概要
m6A、m1A、m5C、およびシュードウリジンなどのRNA修飾は、エピトランスクリプトーム、および遺伝子発現制御に深く関係しています。特にm6Aは、mRNAおよびlncRNAにおけるもっとも豊富な内部修飾となっており、転写後mRNA/lncRNA代謝、および機能のあらゆる局面に影響を与えます。さらに、m6Aは、キャップに依存しないcircRNAの翻訳開始やPrimary microRNA(pri-miRNA)のプロセシングなど、他の多くのncRNAの機能にも関与しています。

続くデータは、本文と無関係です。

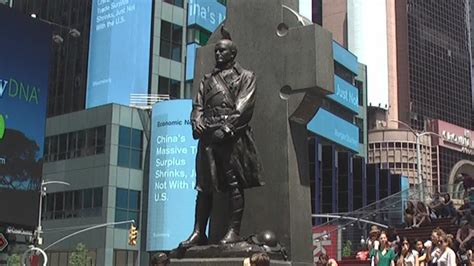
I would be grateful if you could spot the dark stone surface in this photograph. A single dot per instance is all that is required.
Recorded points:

RNAの潜在的な影響は、遺伝子転写物だけでなく、転写物の修飾率にも影響します。しかしながら、現在のトランスクリプトームワイドのRNA修飾プロファイリングにおいては、主に修飾部位のマッピングは扱うものの、その転写物についての修飾RNAの割合を定量化するところまでは至っていませんでした。
特長
本サービスで使用するエピトランスクリプトームマイクロアレイは、2色チャンネルマイクロアレイテクノロジーと、RNA修飾免疫沈降法を組み合わせて、転写産物をアイソフォーム特異的にRNAの修飾レベルの割合を定量化します。このマイクロアレイはmRNA、lncRNA、circRNA、pre-miRNA、pri-miRNA、snoRNA、およびsnRNAの各クラスのエピトランスクリプトームをカバーしています。
エピトランスクリプトームマイクロアレイは、シークエンスによるRNAメチル化解析(MeRIP-Seq)よりも優れた利点を持っています。
- どの遺伝子転写産物が修飾されているか、条件間の差動的な修飾、各転写産物に対する修飾の割合を単一のマイクロアレイで同時にプロファイルすることが可能です。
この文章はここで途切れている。